RESEARCH SUMMARY

The activity of the group is focused in the study of macromolecular nanomachines that carry out defined biological functions. Among other systems, we are studying the molecular bases of assembly and maturation in viral systems. To this end we integrate different approaches, as the controlled production of structural components, as well as their structural, functional and nano-mechanical characterization.

The analysis of different viral particles related to the morphogenesis of bacteriophage T7 has allowed us to obtain detailed information of the structural changes involved in the maturation of the viral shell, including a reorganization of the domains of the shell protein, as well as a drastic change in the portal-core complex and its interaction with the shell. We are presently improving the resolution of these viral particles to map the aminoacids involved in these structural transitions.

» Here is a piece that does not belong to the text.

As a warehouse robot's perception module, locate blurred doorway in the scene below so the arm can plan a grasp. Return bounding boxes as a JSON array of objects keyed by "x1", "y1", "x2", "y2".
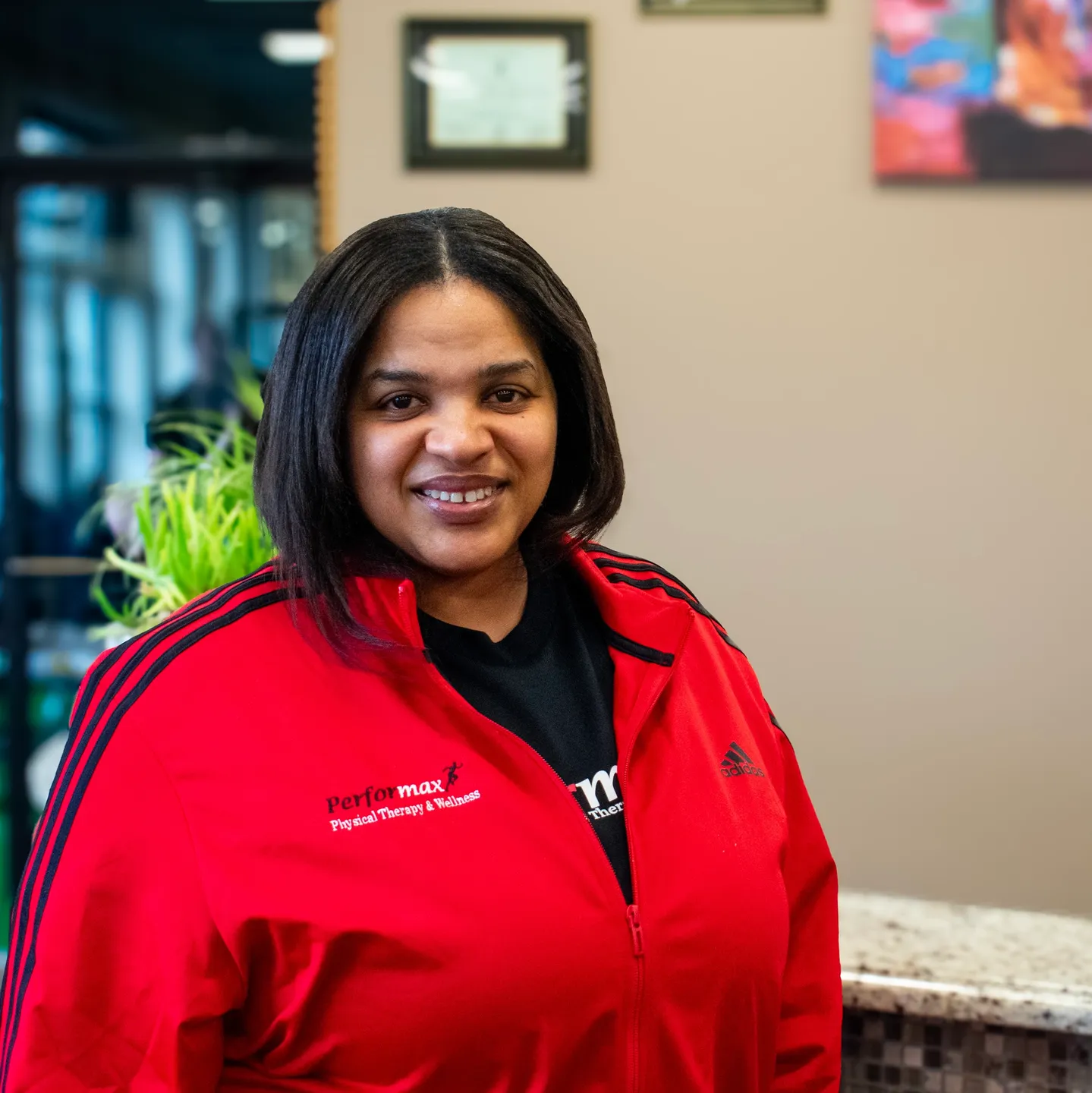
[{"x1": 0, "y1": 155, "x2": 316, "y2": 940}]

The resolution of the T7 connector complex at 0,8 nm has shown the existence of a general domain in viral connectors that might play a fundamental role in DNA translocation.

On the other hand, we are working in the characterization of nano-mechanical properties of these macromolecular containers by atomic force microscopy (AFM). These studies are framed within a collaboration with the group of Dr. J.M. Valpuesta to implement techniques for single molecule analysis using AFM and optical tweezers.

Furthermore, we are developing electron tomography methods for the study of large macromolecular aggregates without any symmetry, as well as for their analysis within the cellular environment at improved resolution.